Alman edebiyatında yerini alan eserlerimiz ve tarihsel süreci
1960'lı yıllarda ellerde bir bavul, yüreklerde gurbetin bilinmezliğiyle birçok Türk, Almanya'ya doğru yola çıktı. Kimisi yaban ellerde kök saldı, çiçek açtı. Kimisi içinse ağır bedellerin ödendiği kara bir talih yazgısıydı. Almanya ile ilişkilerimiz 60'lı yıllarda daha çok ön planda olsa da aslında Osmanlı dönemine kadar uzanıyor. O zamanlardan şimdiye kadar olan ilişkiler edebiyatta da kendisini gösterdi. Türk edebiyatının birçok seçkin eseri, Alman okuyucularla ve orada eğitim alan öğrencilerle buluştu. İşte, Alman edebiyatında yerini alan eserlerimiz ve tarihsel süreci…
Giriş Tarihi: 09.04.2019
14:20
Güncelleme Tarihi: 09.04.2019
15:41
TOMRİS UYAR VE ORMANLARIN GÜMBÜRTÜSÜ
Tomris Uyar'ın Ormanların Gümbürtüsü adlı hikâye kitabı, Almanya'ya işçi olarak gelenlerin hangi şartlarda yolculuk yaptıklarını, nasıl bir elemeye ve sağlık kontrolüne tâbi tutulduklarını anlatan etkili bir eserdir.

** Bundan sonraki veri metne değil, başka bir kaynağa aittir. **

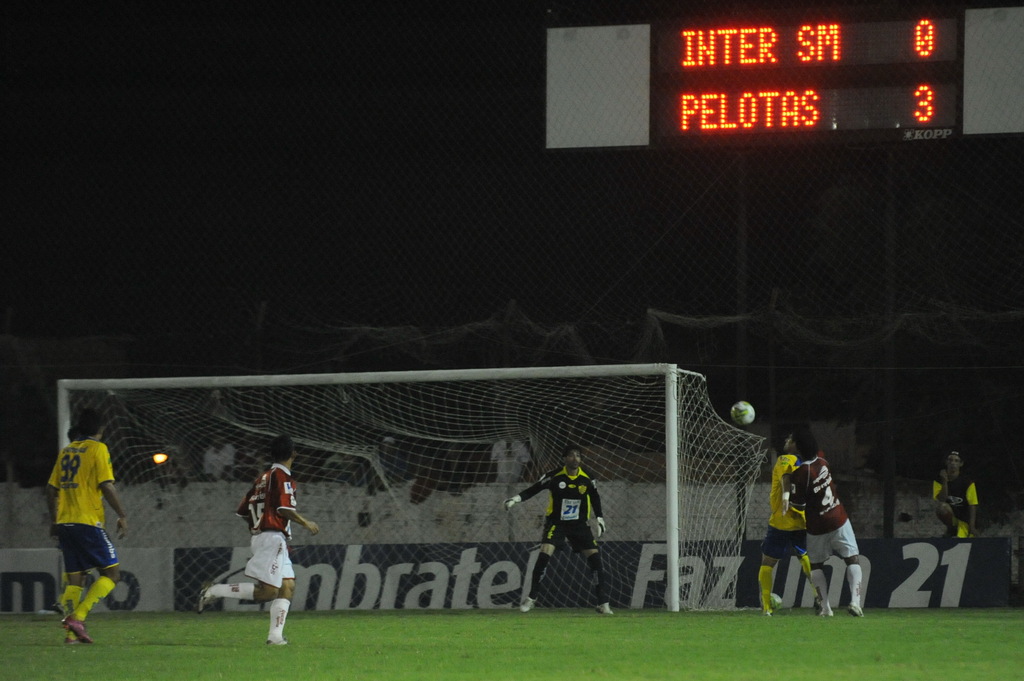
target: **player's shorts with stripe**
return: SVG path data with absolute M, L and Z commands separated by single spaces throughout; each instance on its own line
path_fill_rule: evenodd
M 64 572 L 103 570 L 118 564 L 117 550 L 102 527 L 62 523 L 57 526 L 57 542 L 64 558 Z
M 555 546 L 560 546 L 562 542 L 568 541 L 569 546 L 576 553 L 597 548 L 594 533 L 591 531 L 590 525 L 585 522 L 548 521 L 544 525 L 544 536 L 540 541 L 542 544 L 554 544 Z
M 790 547 L 796 551 L 798 556 L 807 553 L 807 531 L 806 530 L 780 530 L 769 525 L 768 532 L 761 542 L 761 553 L 769 558 L 782 560 L 791 555 Z
M 807 535 L 807 554 L 812 563 L 824 563 L 835 552 L 840 558 L 860 555 L 853 525 L 847 520 L 839 529 L 825 534 Z
M 252 558 L 245 564 L 245 576 L 274 587 L 286 579 L 295 579 L 295 569 L 288 555 L 288 541 L 281 532 L 261 532 L 249 542 Z

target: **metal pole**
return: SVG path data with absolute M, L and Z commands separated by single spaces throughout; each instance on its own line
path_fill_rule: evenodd
M 679 612 L 679 373 L 665 372 L 665 605 Z
M 747 158 L 741 152 L 736 169 L 736 395 L 747 396 Z
M 896 515 L 896 159 L 889 151 L 886 172 L 885 211 L 885 323 L 889 335 L 885 341 L 885 425 L 882 451 L 882 536 L 891 539 Z

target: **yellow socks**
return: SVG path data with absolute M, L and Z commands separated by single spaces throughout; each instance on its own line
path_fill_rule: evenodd
M 101 599 L 106 598 L 107 594 L 113 591 L 115 586 L 117 585 L 114 584 L 114 580 L 109 577 L 100 577 L 93 582 L 92 586 L 89 587 L 89 590 L 85 592 L 85 598 L 83 598 L 82 602 L 75 607 L 75 619 L 79 621 L 85 620 L 89 615 L 89 611 L 92 610 L 92 607 L 99 603 Z M 70 589 L 72 587 L 68 588 Z M 79 593 L 81 593 L 82 588 L 77 588 Z
M 82 600 L 82 587 L 65 584 L 64 593 L 60 595 L 60 605 L 64 608 L 64 615 L 73 614 L 80 600 Z
M 811 585 L 811 590 L 814 592 L 815 598 L 821 598 L 821 594 L 818 593 L 818 586 L 811 579 L 811 559 L 805 553 L 800 556 L 800 567 L 803 568 L 804 574 L 807 575 L 807 583 Z
M 761 585 L 761 609 L 771 612 L 772 566 L 762 565 L 757 571 L 757 581 Z
M 807 575 L 807 579 L 811 578 L 811 559 L 805 553 L 800 556 L 800 567 L 803 568 L 804 574 Z

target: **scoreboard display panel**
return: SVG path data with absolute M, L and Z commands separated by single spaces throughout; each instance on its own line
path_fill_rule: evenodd
M 651 141 L 951 134 L 960 16 L 816 10 L 655 23 Z
M 1024 7 L 663 13 L 548 28 L 547 148 L 1024 134 Z

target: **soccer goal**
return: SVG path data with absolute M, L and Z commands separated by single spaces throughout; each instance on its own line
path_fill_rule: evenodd
M 123 545 L 173 552 L 178 609 L 196 580 L 244 565 L 235 506 L 280 433 L 321 527 L 293 542 L 293 607 L 315 609 L 514 607 L 546 499 L 502 501 L 568 443 L 601 492 L 613 605 L 730 607 L 765 457 L 702 375 L 668 364 L 63 380 L 58 395 L 62 444 L 78 410 L 104 413 L 132 509 Z M 542 604 L 589 603 L 584 561 L 559 551 L 549 572 Z

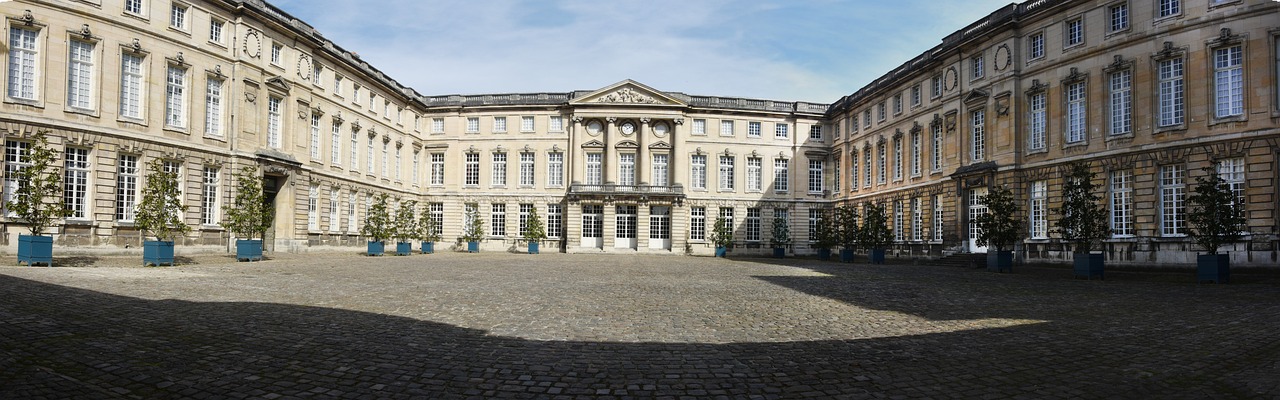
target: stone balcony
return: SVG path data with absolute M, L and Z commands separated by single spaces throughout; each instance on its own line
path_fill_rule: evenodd
M 619 185 L 614 183 L 569 185 L 568 199 L 578 201 L 634 201 L 680 204 L 684 202 L 684 185 Z

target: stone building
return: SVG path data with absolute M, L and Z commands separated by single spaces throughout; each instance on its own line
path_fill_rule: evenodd
M 9 40 L 0 135 L 23 167 L 36 132 L 65 154 L 63 250 L 125 251 L 145 165 L 180 172 L 195 228 L 226 251 L 232 174 L 256 165 L 273 251 L 354 248 L 375 194 L 416 200 L 454 244 L 488 250 L 707 254 L 718 217 L 739 254 L 788 221 L 797 254 L 821 210 L 886 202 L 901 257 L 981 252 L 970 220 L 993 185 L 1024 201 L 1019 254 L 1063 260 L 1049 229 L 1064 165 L 1108 189 L 1111 262 L 1180 264 L 1185 197 L 1212 161 L 1247 201 L 1237 262 L 1280 253 L 1280 3 L 1028 1 L 1003 7 L 830 104 L 597 90 L 422 95 L 261 0 L 0 3 Z M 6 174 L 6 177 L 10 175 Z M 6 180 L 8 194 L 16 185 Z M 6 210 L 7 213 L 7 210 Z M 21 221 L 4 218 L 13 248 Z M 1247 251 L 1245 251 L 1247 250 Z

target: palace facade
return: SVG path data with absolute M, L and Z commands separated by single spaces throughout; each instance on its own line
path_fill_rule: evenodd
M 1186 264 L 1202 168 L 1245 199 L 1237 265 L 1280 255 L 1280 3 L 1027 1 L 832 103 L 596 90 L 429 96 L 261 0 L 19 0 L 0 135 L 5 195 L 37 132 L 64 154 L 59 251 L 138 247 L 133 210 L 161 160 L 180 172 L 180 251 L 228 251 L 222 208 L 263 173 L 272 251 L 363 246 L 376 194 L 415 200 L 455 243 L 521 249 L 537 212 L 565 252 L 768 251 L 772 220 L 809 254 L 823 210 L 889 207 L 899 257 L 984 252 L 970 221 L 995 185 L 1023 202 L 1028 260 L 1067 260 L 1052 222 L 1065 165 L 1106 188 L 1109 262 Z M 26 229 L 6 211 L 12 251 Z

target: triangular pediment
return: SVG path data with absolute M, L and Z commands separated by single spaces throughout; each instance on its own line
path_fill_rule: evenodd
M 618 144 L 614 145 L 614 147 L 619 149 L 638 149 L 640 148 L 640 144 L 636 143 L 634 140 L 623 140 L 619 141 Z
M 592 139 L 587 141 L 586 143 L 583 143 L 582 147 L 583 148 L 604 148 L 604 142 Z
M 985 101 L 987 101 L 987 98 L 989 98 L 989 97 L 991 97 L 991 94 L 990 94 L 990 93 L 987 93 L 987 91 L 986 91 L 986 90 L 982 90 L 982 89 L 973 89 L 973 90 L 969 91 L 969 94 L 968 94 L 968 95 L 965 95 L 965 96 L 964 96 L 964 102 L 965 102 L 965 104 L 969 104 L 969 103 L 981 103 L 981 102 L 985 102 Z
M 657 89 L 630 79 L 574 99 L 571 104 L 625 104 L 642 106 L 683 106 L 684 102 Z
M 271 88 L 275 88 L 276 90 L 279 90 L 285 93 L 289 93 L 289 89 L 292 88 L 292 85 L 289 84 L 289 81 L 285 80 L 283 77 L 279 75 L 267 78 L 267 86 Z
M 649 145 L 649 148 L 654 150 L 671 150 L 671 145 L 667 144 L 667 142 L 657 142 Z

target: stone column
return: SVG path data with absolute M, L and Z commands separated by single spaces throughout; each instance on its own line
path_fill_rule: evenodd
M 617 154 L 614 154 L 616 152 L 610 150 L 614 145 L 613 138 L 615 136 L 615 132 L 618 131 L 618 118 L 607 117 L 605 118 L 605 121 L 608 122 L 608 125 L 605 125 L 604 132 L 600 134 L 600 141 L 604 142 L 604 151 L 602 151 L 600 155 L 600 176 L 605 184 L 613 184 L 618 182 L 618 178 L 616 176 L 618 173 L 617 171 L 614 171 L 613 168 L 613 162 L 615 161 L 613 156 Z

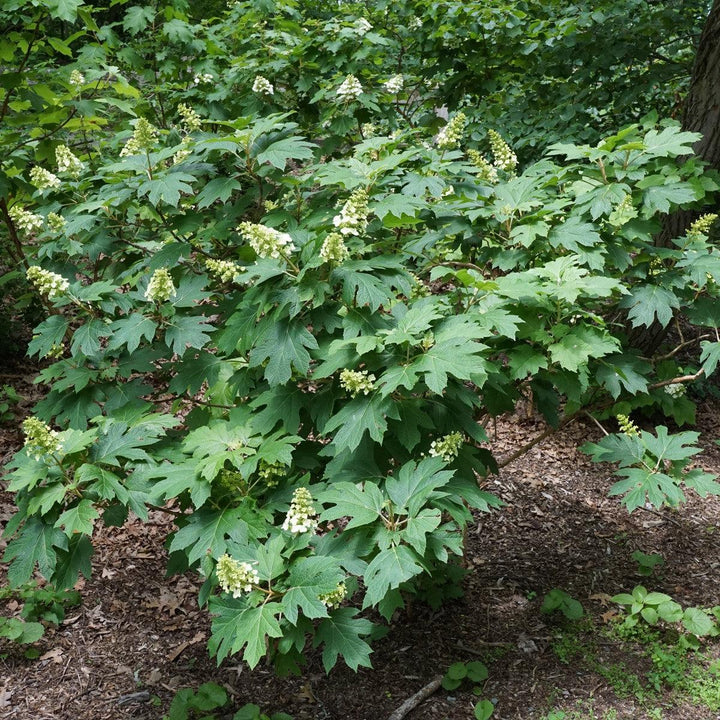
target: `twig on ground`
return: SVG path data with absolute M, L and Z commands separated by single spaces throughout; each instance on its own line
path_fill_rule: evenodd
M 120 695 L 118 698 L 113 698 L 117 705 L 129 705 L 134 702 L 147 702 L 150 699 L 150 693 L 147 690 L 141 690 L 140 692 L 129 693 L 128 695 Z M 113 702 L 109 700 L 108 702 Z
M 427 700 L 442 683 L 443 676 L 434 677 L 425 687 L 418 690 L 409 697 L 395 712 L 388 717 L 388 720 L 402 720 L 408 713 L 412 712 L 421 702 Z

CAHİT ZARİFOĞLU’NUN ASKER MEKTUBU
Almanya'ya göç ve sonuçları Anadolu'nun en ücra köşelerindeki ailelerde önemli değişikliklere yol açtı. Şair Cahit Zarifoğlu, arkadaşlarından birine yazdığı, yıllar sonra yayımlanan bir asker mektubunda, 1974 yılında uçakla Erzurum'a yaptığı yolculuk esnasında yolculardan Almanya'da mukim bir karı kocanın oradaki şartlar uygun olmadığı için iki yaşındaki çocuklarını Kars'taki ebeveynlerine bakım için bırakma mecburiyetinde kaldıklarından söz eder. Göç, aynı zamanda her türlü bireysel ve toplumsal sonuçlarıyla kendini gösterir. Almanya, anne-babalarla çocukları ve eşlerin birbirleri arasındaki "gurbettir", bir "el kapısıdır" artık.
Adalet Ağaoğlu, Fikrimin İnce Gülü adlı romanında Münih'te yaşayan Bayram Ünal adındaki Türk işçisinin Mercedes marka bir otomobile sahip olma tutkusunu, bu uğurda kendi değerlerinden nasıl feragat ettiğini, bu yüzden sosyal çevresini ve akrabalarını nasıl ihmal ettiğini anlatır.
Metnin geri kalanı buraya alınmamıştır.